Women's Ownership of Medical Knowledge in Tudor and Stuart England, 1485-1714

Lead Research Organisation: University of London
Department Name: Inst of English Studies

Abstract

The work of women as medical practitioners - particularly of 'domestic' medicine inside the home - in early modern England has been conventionally underestimated. This is especially the case in Tudor and Stuart England, a 150-year period in which the practice of medicine formalised and transformed from folk medicine into science. Even after the first major hospital in Britain opened during the early Enlightenment in the 1720s, medicine was routinely performed by non-professional (male) medical practitioners and women provided casual medical care in domestic settings. Nuns ran conventual infirmaries and nursing orders, mothers wet-nursed, and women worked as midwives. Women were consumers, collectors, authors, and sharers of printed, manuscript, and oral medical knowledge. This PhD project aims to assess evidence of their knowledge networks, based on the rare books and archives of the Royal College of Physicians (RCP) and supported by Institute of English Studies (IES), School of Advanced Study, University of London, the UK's national centre for humanities research and a leading centre for book history.

Significant numbers of pre-Enlightenment medical documents in the RCP's collections were owned, used, or written by women. As the RCP was founded in 1518 to professionalise the practice of medicine in England, making it the oldest medical college in Britain, its collections document what information was available to the only legally sanctioned body of physicians in England. Women were barred from membership until 1909, but its members had relied on women's medical knowledge for centuries. For example, RCP archives hold around 50 medical receipt books, most of which were likely compiled by women. The RCP library holds nearly 7,000 pre-1700 printed books, of which many bear women's names. A full survey would provide a rich datasource for considering women's ownership of medical knowledge and contribute to the history of science and medicine, the history of the book, and the history of art and illustration.

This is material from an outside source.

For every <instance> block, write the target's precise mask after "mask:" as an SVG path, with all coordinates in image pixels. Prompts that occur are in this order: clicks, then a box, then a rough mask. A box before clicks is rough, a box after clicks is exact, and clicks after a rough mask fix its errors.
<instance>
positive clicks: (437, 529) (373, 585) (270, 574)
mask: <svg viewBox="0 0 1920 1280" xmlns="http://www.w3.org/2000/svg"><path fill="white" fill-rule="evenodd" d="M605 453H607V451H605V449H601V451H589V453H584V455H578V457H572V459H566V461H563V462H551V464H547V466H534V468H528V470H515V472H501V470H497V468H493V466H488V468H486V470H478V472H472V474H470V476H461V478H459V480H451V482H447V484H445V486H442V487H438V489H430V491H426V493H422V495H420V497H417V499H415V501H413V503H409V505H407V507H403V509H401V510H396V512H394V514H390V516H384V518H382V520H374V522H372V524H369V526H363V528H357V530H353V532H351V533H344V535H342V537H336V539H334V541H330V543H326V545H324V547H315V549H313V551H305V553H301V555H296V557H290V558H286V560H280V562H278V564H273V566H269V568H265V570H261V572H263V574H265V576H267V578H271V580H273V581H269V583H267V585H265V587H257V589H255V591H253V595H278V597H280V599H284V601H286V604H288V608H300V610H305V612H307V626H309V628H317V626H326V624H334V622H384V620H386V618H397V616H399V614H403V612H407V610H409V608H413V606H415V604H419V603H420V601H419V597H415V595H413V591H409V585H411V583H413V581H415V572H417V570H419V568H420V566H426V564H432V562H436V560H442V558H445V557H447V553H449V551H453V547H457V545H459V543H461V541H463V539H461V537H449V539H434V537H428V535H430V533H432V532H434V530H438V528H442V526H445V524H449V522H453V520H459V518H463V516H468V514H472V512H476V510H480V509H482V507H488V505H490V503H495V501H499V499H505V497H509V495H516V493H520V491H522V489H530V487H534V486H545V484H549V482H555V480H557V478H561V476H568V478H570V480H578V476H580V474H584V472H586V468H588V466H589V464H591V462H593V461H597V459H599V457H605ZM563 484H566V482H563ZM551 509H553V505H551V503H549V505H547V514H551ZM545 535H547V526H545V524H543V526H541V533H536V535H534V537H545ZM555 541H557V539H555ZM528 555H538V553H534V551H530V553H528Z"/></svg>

This PhD project will build on research into the history of women's medical work by exploring evidence of women's medical knowledge in the holdings of the RCP, supported by the IES' expertise in book history. Through collections-based research, it will identify and assess provenance evidence of women's access to or ownership of medical books and manuscripts to map women's access to this knowledge, including for home cures. Concurrently, it will examine women as authors of medical texts and recipes, based on RCP holdings. This study will then compare medical information in the manuscripts to that in the printed texts, revealing the knowledge exchange between women who practiced medicine and the professional or licensed physicians who used the texts they wrote. This will allow the analysis of the reception history of women's medical knowledge in early modern/pre-Enlightenment England. Finally, it will assess the RCP's printed and manuscript corpora for evidence of women as medical practitioners.

It is supervised by Dr Elizabeth Savage, Lecturer in Book History and Communications, IES, and Professor Clare Lees, Director of the IES, with support from Katie Birkwood, Rare Books and Special Collections Librarian, RCP.